An otherwise uneventful three-day session didn't change much with Miles' turn at the microphone, in part because he artfully sidestepped the two questions he got about alleged street agent Will Lyles, the man at the center of a storm involving Oregon's – and perhaps LSU and others schools – recruiting practices.

Miles did touch on a number of topics, revealing some minor surprises about his team and having some fun with his latest brush with YouTube stardom. In a separate session with a handful of Louisiana-based media, Miles hit on a few other topics.

Here's a breakdown of the highlights of Miles' day with the media.

LSU's relationship (non-relationship?) with Lyles

Earlier in the week, a report surfaced that the recruiting materials Lyles provided LSU with included old, out-dated video. The implication made by some: LSU was using the materials as a cover for the $6,000 he was paid.

"I can't really comment; I'm kind of prohibited from commenting on Willie Lyles," Miles said when asked about when he met Lyles. He has said several times that he doesn't know the controversial figure, although records show LSU has paid Lyles as much as $26,000 since 2008.

"The only thing I can tell you is we look for film and video anywhere we can find it. Those people that provide those services, we need to cover a broad area, and we want to evaluate our guys from a bunch of different spots. That's really all I can say."

Asked moments later if he thought LSU's pre-emptive attempt to provide all information and materials it had from Lyles would pass muster should the NCAA choose to delve into the school's relationship with the agent, Miles said "All I can tell you is we're going to cooperate fully. I can't really make much more comment than that."

Jefferson's job, Kragthorpe's impact

It's no secret that LSU's fortunes in 2011 hinge greatly on whether senior quarterback Jordan Jefferson finally takes a leap forward in consistency.

Jefferson is 20-7 as a starter and has flashed moments of promise in each season. But the Destrehan product has never quite turned the corner completely as an elite quarterback.

This summer he has drawn rave reviews, including while he was a counselor at the Manning Passing Academy, and he has publicly said he will be the starting quarterback without question.

Miles praised Jefferson for his confidence and also credited new offensive coordinator Steve Kragthorpe for his impact.

"Offensively I think the addition of Steve Kragthorpe has really helped Jefferson," Miles said. "Jefferson is in his final campaign and really is at the best position that he has been in in listening and taking coaching. So he's been well-coached.
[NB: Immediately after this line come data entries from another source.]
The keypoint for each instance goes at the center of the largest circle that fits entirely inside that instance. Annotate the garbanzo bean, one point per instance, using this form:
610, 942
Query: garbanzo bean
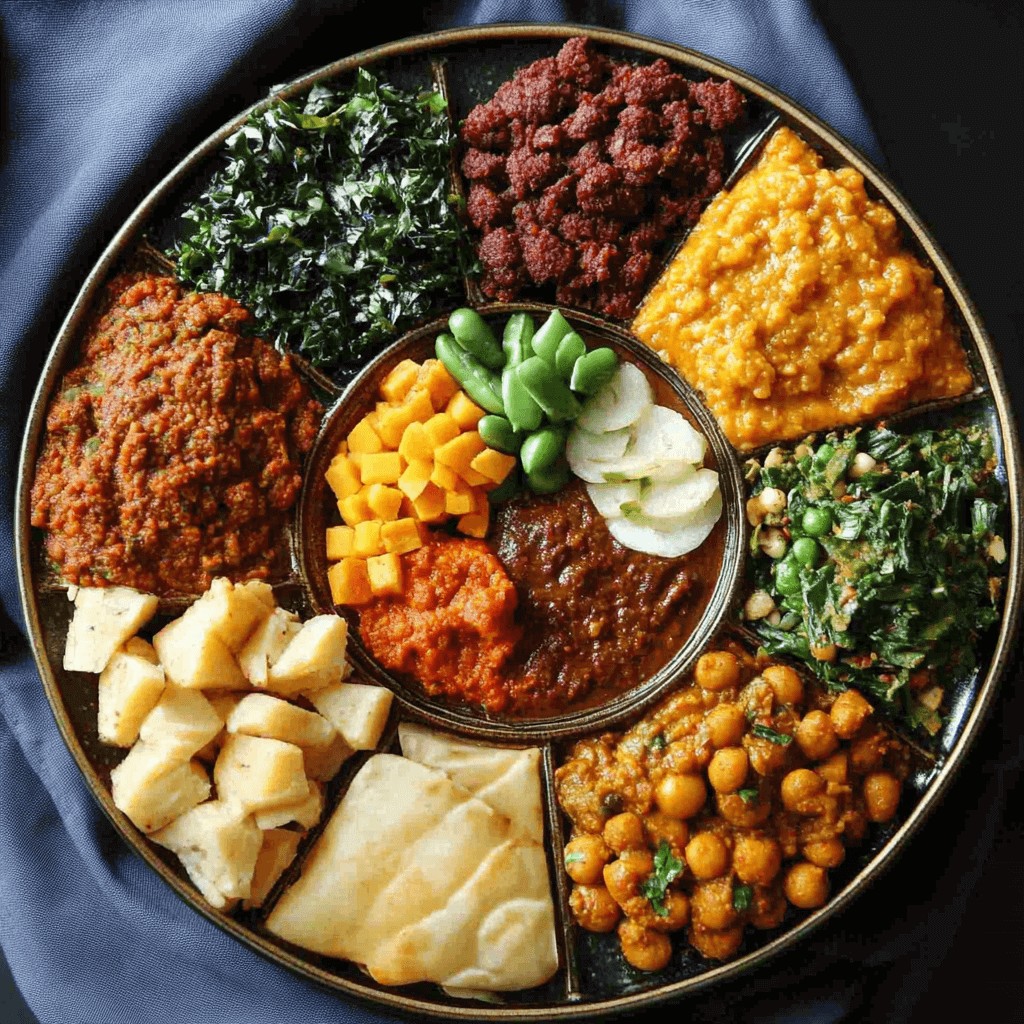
643, 947
757, 859
594, 908
726, 723
707, 856
718, 670
816, 735
882, 793
806, 885
625, 832
585, 858
849, 713
681, 796
788, 687
728, 768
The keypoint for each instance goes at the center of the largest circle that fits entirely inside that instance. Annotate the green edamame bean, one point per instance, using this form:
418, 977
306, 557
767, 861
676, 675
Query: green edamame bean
520, 409
570, 349
547, 481
474, 334
517, 339
497, 432
805, 549
816, 522
541, 380
593, 371
542, 449
549, 335
474, 378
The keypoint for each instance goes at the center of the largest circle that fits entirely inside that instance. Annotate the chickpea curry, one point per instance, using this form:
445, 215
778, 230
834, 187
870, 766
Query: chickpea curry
728, 804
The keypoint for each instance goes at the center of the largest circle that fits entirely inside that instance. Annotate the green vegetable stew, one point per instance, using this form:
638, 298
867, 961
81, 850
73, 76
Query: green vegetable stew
333, 221
877, 559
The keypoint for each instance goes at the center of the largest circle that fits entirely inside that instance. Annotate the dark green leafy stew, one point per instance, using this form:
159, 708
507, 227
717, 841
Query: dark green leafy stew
878, 561
333, 220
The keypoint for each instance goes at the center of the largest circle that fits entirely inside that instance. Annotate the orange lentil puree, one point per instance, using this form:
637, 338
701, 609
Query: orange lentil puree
793, 307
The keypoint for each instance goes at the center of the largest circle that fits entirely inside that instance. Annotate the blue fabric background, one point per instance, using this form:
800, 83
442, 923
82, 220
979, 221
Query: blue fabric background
98, 99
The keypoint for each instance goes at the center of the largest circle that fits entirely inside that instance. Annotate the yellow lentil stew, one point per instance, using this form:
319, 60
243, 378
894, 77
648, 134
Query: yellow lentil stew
793, 306
724, 806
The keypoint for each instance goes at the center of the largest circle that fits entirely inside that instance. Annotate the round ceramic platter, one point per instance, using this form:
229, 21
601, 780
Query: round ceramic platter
592, 978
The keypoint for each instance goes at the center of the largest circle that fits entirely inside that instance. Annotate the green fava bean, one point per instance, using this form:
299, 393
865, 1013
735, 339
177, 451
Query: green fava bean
542, 381
570, 348
547, 481
517, 339
542, 449
549, 335
520, 409
474, 334
593, 371
497, 432
474, 378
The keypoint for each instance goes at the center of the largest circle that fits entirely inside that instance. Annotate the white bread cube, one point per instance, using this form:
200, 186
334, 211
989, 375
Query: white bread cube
104, 617
262, 715
358, 712
129, 688
304, 812
278, 851
260, 773
232, 612
314, 657
266, 644
181, 723
218, 845
194, 655
323, 763
153, 790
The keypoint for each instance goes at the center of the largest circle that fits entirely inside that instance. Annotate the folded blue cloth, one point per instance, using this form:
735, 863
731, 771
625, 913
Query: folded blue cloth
98, 99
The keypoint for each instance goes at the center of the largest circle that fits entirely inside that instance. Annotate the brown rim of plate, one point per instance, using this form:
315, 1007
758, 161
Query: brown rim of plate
815, 131
464, 719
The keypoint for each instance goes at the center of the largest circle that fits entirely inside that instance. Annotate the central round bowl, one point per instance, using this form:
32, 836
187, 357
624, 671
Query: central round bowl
315, 515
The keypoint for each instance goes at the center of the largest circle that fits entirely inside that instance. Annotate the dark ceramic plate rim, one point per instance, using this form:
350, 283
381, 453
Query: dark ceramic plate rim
979, 343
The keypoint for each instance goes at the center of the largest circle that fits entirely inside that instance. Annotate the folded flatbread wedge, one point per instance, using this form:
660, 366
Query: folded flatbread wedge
419, 881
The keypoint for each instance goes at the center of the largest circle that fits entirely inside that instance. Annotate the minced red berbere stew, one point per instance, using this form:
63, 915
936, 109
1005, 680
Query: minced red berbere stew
580, 167
172, 451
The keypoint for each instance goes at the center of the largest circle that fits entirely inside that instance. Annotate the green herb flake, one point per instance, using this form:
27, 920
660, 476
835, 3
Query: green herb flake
667, 868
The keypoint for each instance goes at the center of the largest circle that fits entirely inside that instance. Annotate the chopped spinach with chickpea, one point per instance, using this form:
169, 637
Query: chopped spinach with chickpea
878, 560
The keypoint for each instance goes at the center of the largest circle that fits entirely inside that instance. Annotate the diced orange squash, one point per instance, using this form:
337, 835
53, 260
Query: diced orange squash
382, 467
429, 507
367, 539
441, 428
460, 452
339, 543
494, 465
385, 574
444, 477
473, 524
343, 476
349, 582
416, 444
401, 536
438, 382
459, 503
415, 477
399, 382
384, 502
464, 411
364, 438
354, 509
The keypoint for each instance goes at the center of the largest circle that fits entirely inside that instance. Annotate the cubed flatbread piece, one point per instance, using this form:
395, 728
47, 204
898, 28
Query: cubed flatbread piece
509, 780
419, 881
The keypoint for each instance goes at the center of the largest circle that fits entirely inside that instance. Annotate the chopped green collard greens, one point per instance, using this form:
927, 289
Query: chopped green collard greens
878, 560
332, 220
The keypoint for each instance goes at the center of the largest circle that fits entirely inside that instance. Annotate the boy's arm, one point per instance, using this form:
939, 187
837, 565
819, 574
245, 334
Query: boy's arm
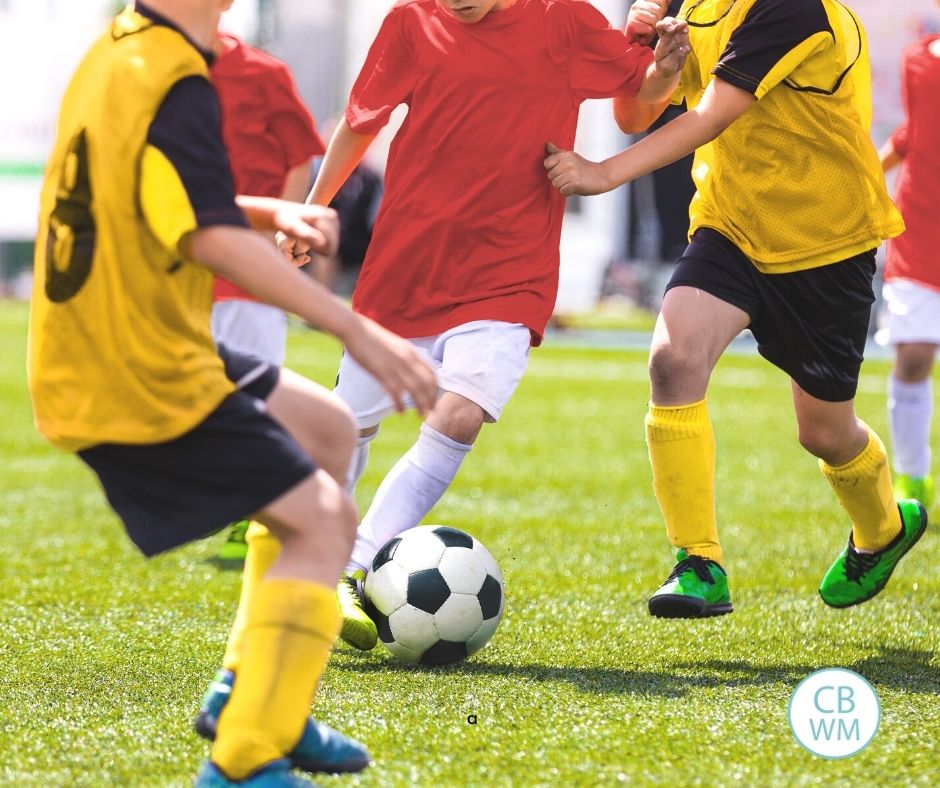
344, 152
636, 113
721, 104
248, 260
297, 182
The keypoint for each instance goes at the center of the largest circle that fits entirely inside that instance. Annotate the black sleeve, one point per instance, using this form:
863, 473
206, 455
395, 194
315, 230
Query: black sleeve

"I think he has a confidence in who he is as a person. I don't think that he lets who's looking over his shoulder impact anything he's doing. I think he's leading. I think he steps forward to do the things that he can do. The things he can do have been enough. He's been a very productive quarterback for us."

Miles was also asked about junior-college transfer Zach Mettenberger's potential impact and he quickly reminded the questioner that LSU has another veteran QB.

"I think you're going by Jarrett Lee first," Miles said. "I think Jarrett Lee played significant football last fall. If you look at the Tennessee, Florida and Alabama games, he had very significant contributions in those games. Certainly he's competing in a similar fashion that he did last fall and this spring.

"I think Zach Mettenberger is very talented, a guy that can also come in and compete. I think there's some competition at the position. I think that's an advantage for us. I think that Jordan Jefferson understands that. We will play that guy that gives us the greatest opportunity of victory. Right now I believe that would be Jefferson."

Mourning his sister's death

Miles and his family lost a family member, younger sister Ann Browne, in a car accident in Addis in late April.

"It's been a part of my summer and it has definitely had an impact on me," he said. "It talks to a little girl, a little sister, who's not there anymore. I didn't expect that."

Browne left two daughters behind and Miles said his younger brother, Eric Miles, has moved to Baton Rouge to take care of them as long as they need him.

"Honestly, my brother has come into town and has become, in my mind, a genuine hero," Miles said. "He's stepped in there when these girls needed some help. I can't tell you how fortunate we are."

Secondary spots

With the loss of All-American cornerback Patrick Peterson, LSU has a major hole to fill in the secondary.

While a lot of people might've assumed sophomore playmaker Tyrann Mathieu was the heir apparent to line up opposite Morris Claiborne – a first-team pre-season All-SEC selection – Miles threw a bit of a curve ball.

As it stands now, sophomore Tharold Simon is the frontrunner to replace Peterson, with Mathieu slotted to continue operating as a nickel and dime back.

"I think Tharold Simon will be the corner across from (Claiborne)," Miles said.

"We have a comfortable spot for Mathieu. He can also play corner. Really Tharold Simon is a very talented guy. We want him on the field, as well. It's really good news."

Later when asked if the Tigers might operate more as a 4-2-5 defense because of the talent and experience in the secondary, Miles said "It really kind of depends on how the linebackers come along."

Optimistic up front

The LSU defensive line is somewhat of a question mark because of inexperience and injuries from last season, but Miles said he looks at that unit as a nice building block for his team's talented defense.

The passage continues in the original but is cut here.